Так вот, в тот момент, когда мы смотримся в зеркало русской религиозной философии и не видим в нем своего отражения, мы перестаем быть русскими философами по определению. И тогда нужно честно заявить, что традиции русской философии - для нас - никакого отношения к истинной философии не имеют и что мы ученики западной мысли, говорим на ее языке. И не только с «греческим акцентом», но и со всеми европейскими акцентами вместе взятыми. Но тогда не понятно, зачем вообще принимать участие в обсуждениях проблем русской философии. Это то же самое, что входить в дискуссию с образованным богословом, априори считая Библию красивой сказкой, а святоотеческое наследие полной чепухой.

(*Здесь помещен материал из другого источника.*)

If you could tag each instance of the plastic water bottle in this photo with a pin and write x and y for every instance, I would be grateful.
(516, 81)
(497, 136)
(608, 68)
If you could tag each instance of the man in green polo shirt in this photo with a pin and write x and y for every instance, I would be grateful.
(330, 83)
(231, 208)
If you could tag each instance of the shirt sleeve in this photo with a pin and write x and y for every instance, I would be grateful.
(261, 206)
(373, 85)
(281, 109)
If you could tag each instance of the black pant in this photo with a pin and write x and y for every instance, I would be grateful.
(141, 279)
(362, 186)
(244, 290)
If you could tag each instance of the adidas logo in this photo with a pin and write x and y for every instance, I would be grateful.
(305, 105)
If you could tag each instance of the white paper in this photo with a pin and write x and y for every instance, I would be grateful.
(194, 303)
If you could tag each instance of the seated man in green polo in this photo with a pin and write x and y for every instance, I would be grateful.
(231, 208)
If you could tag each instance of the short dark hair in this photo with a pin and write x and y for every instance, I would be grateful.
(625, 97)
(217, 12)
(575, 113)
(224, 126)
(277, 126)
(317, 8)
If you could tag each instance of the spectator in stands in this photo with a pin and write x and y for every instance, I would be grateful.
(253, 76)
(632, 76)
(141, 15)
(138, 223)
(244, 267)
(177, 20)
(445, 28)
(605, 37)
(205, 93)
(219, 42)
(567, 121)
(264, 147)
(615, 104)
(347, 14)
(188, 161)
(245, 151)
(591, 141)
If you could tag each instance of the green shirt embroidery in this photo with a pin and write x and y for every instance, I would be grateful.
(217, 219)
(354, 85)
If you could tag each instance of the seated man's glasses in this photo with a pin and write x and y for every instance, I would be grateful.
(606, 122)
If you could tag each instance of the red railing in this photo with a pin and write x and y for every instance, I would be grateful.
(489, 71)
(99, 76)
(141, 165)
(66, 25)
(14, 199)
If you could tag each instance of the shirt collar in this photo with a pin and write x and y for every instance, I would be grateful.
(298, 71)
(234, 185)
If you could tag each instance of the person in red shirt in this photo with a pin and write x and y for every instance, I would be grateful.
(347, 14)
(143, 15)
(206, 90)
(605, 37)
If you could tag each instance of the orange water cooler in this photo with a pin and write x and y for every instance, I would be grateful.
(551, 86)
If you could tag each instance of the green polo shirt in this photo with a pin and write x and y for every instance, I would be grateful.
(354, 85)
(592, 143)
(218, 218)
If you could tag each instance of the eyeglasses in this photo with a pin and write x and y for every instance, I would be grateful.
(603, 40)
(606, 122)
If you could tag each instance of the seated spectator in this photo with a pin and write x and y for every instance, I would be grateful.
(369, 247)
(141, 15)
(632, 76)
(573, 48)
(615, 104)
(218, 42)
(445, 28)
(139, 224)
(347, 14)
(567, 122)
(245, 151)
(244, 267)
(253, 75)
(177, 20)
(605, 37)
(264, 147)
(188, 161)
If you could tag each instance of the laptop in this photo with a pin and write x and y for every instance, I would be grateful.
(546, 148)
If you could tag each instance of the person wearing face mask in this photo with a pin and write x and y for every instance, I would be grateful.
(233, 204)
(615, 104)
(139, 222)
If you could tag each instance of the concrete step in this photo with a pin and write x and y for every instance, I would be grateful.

А со «стадией зеркала» еще интересней. Мы взрослеем, смотримся в зеркало философии, культуры, религии, собственного «Я» и, наконец, начинаем в нем себя узнавать. Или не узнавать. Ведь потом может прийти и прозрение: тот, в зеркале, - совсем не я. И начинаются «вариации самопознания»: либо зеркало кривое, либо я сегодня не в форме, либо отражается в зеркале не мое «Я», а его тень...

Я хочу сказать, что не может быть продолжения национальной традиции без оснований, заложенных в ней самой. И эти основания должны проявлять не искаженный лик бытия и не тень его, а хотя бы надежду на истину. Русская религиозная философия, формирование которой в дореволюционное время происходило, в основном, в Петербурге, оказалась сегодня в уникальной ситуации.

С одной стороны, ее наследие общедоступно и обсуждаемо. С другой стороны, значительная часть философского сообщества с недоверием относится к возрождению интереса к отечественному богословскому наследию, видя в этих процессах опасность не только клерикализации общества, но и утери философской свободы. И этот стереотип - вольно или невольно - переносится на русскую религиозную философию.

Отметим, что отношение к церковному православию в петербургской философской среде всегда было сложным, о чем свидетельствуют первоклассные работы первой половины XX в., включая сборник «Вехи». Современные дискуссии не менее остры, хотя и менее актуальны. В частности, проблема «интеллигенция и церковь» стоит сегодня не менее серьезно, чем 100 лет назад. Обретение в лице православия не союзника в борьбе с догматической философией советского периода, а очередного непримиримого противника (а это весьма распространенная сегодня позиция) ставит философскую мысль перед дилеммой: либо опираться (как всегда, с запаздыванием на 15-20 лет) на достижения западноевропейской философии и тем самым окончательно исчерпать свое содержание, либо искать какие-то иные формы наследования на отечественной почве. При решении этой дилеммы иногда доходит до того, что само понятие «русская религиозная философия» отрицается, и из творчества таких мыслителей, как Ф. М. Достоевский, В. В. Розанов, Л. И. Шестов, С. Л. Франк, Н. О. Лосский, И. А. Ильин выводят континент либо безрелигиозной, либо языческой и гностической философии.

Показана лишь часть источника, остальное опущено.